Using search marketing to amplify TV buys: SMX East 2016
Columnist Erin Everhart provides key takeaways on a session from SMX East 2016 detailing the relationship between paid search and TV advertising.
In this session from SMX East 2016, “The New 1+1=3: Using Search Marketing to Amplify TV Buys,” Kerry Curran, Managing Director of Marketing Integration for Catalyst and Itir Aloba-Curi, Director of Advertiser Analytics and Insights for Bing Ads, talked about how we should be using search advertising the amplify the rest of our marketing efforts.
As consumers, we’re exposed to numerous advertising channels that are fighting for our attention every single day. This includes both traditional and online channels, but what are consumers actually accessing during the key moments that matter? When are they ready to make a purchasing decision?
During those key moments, consumers continue to turn to search to help guide their purchasing decisions. In a recent study Bing did with Forrester, about 49 percent of consumers view search engines as their number one source to research a purchase. Even more so, 74 percent of consumers really trust search engines, almost as much as they trust the website or the brand they’re researching.
Consumers use an overwhelming number of channels when researching, and they go back and forth between search and the other channels. That makes it hard for the advertiser to allocate budgets across all channels. While marketers see search as a channel, consumers don’t look at it that way. The see search as the key to their decision-making process.
Search budgets to other channels
While 49 percent of people are using search in their decision, only 45 percent of marketers are leveraging search in their channel mix. That means 55 percent of marketers aren’t using search in their marketing campaigns. That’s a huge disconnect.
That makes fighting for more search budget hard because search isn’t a “sexy” channel. TV receives 3X the budget that search receives, and while it plays an important role in moving people down the funnel, we need to see a better balance across the media mix to allocate more budget, because the second-screen phenomenon is here.
Because so many people are using their smartphones or computers while watching TV, Bing found that there was a 50-percent decrease in branded searches when you turned off TV buys.
TV + search: actionable items
In order to measure the impact of a big TV buy to see search behavior, Bing and team turned to the mecca of marketing: the Super Bowl.

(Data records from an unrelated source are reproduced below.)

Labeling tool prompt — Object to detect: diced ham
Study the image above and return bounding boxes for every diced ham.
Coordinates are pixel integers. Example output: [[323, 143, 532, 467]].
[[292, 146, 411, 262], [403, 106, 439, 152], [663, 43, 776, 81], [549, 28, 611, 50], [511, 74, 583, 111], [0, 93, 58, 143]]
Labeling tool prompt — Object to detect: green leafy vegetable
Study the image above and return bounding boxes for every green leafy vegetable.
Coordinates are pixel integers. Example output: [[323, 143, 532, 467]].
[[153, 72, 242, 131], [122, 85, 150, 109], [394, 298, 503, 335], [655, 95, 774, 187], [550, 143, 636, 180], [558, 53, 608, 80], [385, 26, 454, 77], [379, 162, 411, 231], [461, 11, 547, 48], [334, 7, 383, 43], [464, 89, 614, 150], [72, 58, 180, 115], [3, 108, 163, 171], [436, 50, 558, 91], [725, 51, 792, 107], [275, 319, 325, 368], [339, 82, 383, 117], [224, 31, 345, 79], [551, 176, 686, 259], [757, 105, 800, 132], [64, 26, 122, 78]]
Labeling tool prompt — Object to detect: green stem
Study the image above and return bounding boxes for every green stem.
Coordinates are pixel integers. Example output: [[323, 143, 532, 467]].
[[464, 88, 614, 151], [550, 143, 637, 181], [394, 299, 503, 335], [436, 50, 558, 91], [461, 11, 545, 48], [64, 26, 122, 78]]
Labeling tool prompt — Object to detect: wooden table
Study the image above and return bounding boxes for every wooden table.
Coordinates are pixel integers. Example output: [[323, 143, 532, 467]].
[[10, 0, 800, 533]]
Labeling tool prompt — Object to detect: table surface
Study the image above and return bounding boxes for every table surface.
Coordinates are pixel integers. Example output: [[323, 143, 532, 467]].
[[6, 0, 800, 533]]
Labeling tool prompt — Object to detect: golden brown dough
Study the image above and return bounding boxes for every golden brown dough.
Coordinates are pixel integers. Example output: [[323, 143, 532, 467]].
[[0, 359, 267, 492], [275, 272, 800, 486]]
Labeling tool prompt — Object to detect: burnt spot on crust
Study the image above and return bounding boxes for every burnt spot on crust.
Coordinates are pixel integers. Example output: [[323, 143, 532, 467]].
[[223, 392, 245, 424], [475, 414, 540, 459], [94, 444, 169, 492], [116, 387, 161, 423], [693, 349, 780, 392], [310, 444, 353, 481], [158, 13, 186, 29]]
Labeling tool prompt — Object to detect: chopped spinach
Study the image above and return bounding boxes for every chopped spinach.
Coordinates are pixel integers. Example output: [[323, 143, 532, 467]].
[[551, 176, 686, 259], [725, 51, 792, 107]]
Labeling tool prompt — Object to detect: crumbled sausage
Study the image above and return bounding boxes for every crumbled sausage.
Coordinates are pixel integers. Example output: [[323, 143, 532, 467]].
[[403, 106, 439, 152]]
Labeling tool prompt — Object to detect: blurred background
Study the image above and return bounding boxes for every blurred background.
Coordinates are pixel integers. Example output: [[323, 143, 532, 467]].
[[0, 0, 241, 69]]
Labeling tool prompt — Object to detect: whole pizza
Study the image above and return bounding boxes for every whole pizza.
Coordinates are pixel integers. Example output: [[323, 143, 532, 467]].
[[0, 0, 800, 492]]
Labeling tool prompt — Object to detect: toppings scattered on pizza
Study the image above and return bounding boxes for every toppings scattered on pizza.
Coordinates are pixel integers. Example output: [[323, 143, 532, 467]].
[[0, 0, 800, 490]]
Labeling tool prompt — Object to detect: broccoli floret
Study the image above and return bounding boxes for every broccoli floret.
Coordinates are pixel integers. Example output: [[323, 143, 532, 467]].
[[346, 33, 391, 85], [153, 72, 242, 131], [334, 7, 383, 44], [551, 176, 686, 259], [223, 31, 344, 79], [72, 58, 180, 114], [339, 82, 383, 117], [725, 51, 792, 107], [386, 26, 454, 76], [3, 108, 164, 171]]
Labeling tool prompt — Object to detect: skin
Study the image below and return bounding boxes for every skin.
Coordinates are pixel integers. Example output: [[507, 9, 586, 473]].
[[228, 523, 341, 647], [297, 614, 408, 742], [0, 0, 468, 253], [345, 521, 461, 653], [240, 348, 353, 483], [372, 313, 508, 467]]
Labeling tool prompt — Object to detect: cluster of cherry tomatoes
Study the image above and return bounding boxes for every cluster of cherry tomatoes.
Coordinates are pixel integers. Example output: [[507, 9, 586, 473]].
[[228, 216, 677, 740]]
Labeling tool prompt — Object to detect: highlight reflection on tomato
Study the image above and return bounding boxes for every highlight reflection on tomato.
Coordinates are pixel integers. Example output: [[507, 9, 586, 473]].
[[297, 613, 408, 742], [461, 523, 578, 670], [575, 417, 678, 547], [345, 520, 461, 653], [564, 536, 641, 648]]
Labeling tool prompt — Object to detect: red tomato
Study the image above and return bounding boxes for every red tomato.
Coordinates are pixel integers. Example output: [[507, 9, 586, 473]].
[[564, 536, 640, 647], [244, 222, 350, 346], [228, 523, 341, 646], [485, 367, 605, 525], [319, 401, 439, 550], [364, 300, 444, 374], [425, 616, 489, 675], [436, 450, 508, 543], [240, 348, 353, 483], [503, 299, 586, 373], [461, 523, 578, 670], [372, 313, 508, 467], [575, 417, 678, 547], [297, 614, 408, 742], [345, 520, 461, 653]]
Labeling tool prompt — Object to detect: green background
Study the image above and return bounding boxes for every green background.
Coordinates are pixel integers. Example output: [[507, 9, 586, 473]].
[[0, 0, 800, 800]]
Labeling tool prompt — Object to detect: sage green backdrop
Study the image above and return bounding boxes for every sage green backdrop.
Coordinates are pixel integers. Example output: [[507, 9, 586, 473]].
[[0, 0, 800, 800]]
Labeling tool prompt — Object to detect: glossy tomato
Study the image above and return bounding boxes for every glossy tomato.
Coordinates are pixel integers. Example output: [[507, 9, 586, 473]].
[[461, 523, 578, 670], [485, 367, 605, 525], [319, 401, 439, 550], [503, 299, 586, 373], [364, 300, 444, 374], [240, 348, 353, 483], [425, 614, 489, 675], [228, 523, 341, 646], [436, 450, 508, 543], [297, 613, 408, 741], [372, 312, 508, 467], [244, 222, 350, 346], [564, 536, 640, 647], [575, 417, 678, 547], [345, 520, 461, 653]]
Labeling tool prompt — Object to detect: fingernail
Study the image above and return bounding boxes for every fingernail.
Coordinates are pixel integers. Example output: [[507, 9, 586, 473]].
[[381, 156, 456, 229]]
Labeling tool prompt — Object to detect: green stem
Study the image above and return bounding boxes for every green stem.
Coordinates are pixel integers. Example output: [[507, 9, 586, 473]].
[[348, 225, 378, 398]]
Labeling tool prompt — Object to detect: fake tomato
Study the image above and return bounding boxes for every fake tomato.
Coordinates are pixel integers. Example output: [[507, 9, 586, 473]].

For example, during the infamous Budweiser “Lost Dog” commercial in 2015, the search engine a huge spike in related keywords in queries, not just around the King of Beers’ brand, but around the content in the commercial. In fact, most of that spike came from non-brand queries, so you can now capture the demand that the TV buys or your competitor’s TV buys are doing by beefing up paid search during those slots.
You can also test ad creative to be used on other channels with TV and search. For example, one of Bing’s credit card clients ran search along with a TV promo, and they took the ad messaging and keywords from their commercials and incorporated it into their search ads.
They found that while the ad copy was focused on “points,” consumers resonated with “rewards” more. When they switched the language, there was a 120-percent increase in impressions and a 16-percent increase in enrollments. They then took those findings to display and TV teams to incorporate that wording into their other channels.
In conclusion, there are four main takeaways when it comes to using search marketing to amplify your TV buys:
- Keywords. Bid on relevant keywords and target brand, non-brand.
- Creative. Test best ad copy and share with non-search teams.
- Flighting. Align paid campaigns with media flights.
- Conquesting. Plan campaigns to capitalize on competitor TV flighting and copy.
If you’re not doing the above, you can bet your competitors will be.